Most stories about time travel are exactly that, stories. They're meant to be interesting to a reader/viewer/listener, not realistic depictions of what time travel would be like. They have existed for thousands of years; the most prominent examples are Greek mythological depictions of prophets (not so much time travel as the transmission of information through time), but there are many others. I think they represent a normal human reaction to regret and/or wish fulfillment, and this natural outgrowth from the human condition is why they become fodder for storytellers. I should also state my opinion that, especially in the realm of science fiction and fantasy, time travel is the laziest and most hackneyed form of storytelling, and should be approached with caution. All too often it becomes a convenient way for characters to be put under extreme stress or have a moving death scene and yet still turn up in next week's episode.
If time travel were to be real we would most likely see one of two general types. The first is time skipping forward, basically like suspended animation. Orson Scott Card did some interesting writing about this in the Worthing Chronicles. Basically, suspended animation technology led to a culture in which the wealthy would live for centuries or millennia by only experiencing one year out of every however-many-they-could afford. I think this vision is pretty accurate to how some people would behave, although the story tended to be a little myopic in its focus on just that element of the story and a handful of others.
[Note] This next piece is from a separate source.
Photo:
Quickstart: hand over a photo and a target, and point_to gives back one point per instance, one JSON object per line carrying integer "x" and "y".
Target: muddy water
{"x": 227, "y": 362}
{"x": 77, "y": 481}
The second is not so much time travel but the ability to cross into alternate dimensions, and in this way cross to a dimension that is chronologically out of sync with our own. Although crossing into alternate dimensions is itself way too science-fantasy, this method would bypass all the nonsense about causality and fate and whatnot, which to be honest is just a different form of wish fulfillment, that of a desire for personal belonging and purpose in the universe. The big stumbling block that is often ignored in stories of this type is what happens when you encounter yourself, and bad writers typically write the other selves out of the story, magically, which is a total cop-out. Of course it also raises the question of why limit yourself to just traveling to an out of sync time if you have all alternate realities to visit? Why not pick one where all your wishes have been fulfilled and go there, or for that matter pick a different one very week? This is basically the Bioshock Infinite route.
Good media about time travel:
http://www.escapistmagazine.com/videos/view/loadingreadyrun/1744-A-Stitch-In-Time
Bioshock Infinite (game)
Primer (movie)
The Back to the Future trilogy (movies, cute and non-serious)
Steins;Gate (anime, cute and non-serious)
The Worthing Chronicles / the Worthing Saga by Orson Scott Card
And of course various episodes of Star Trek the Next Generation, Futurama, the Simpsons, Family Guy, etc.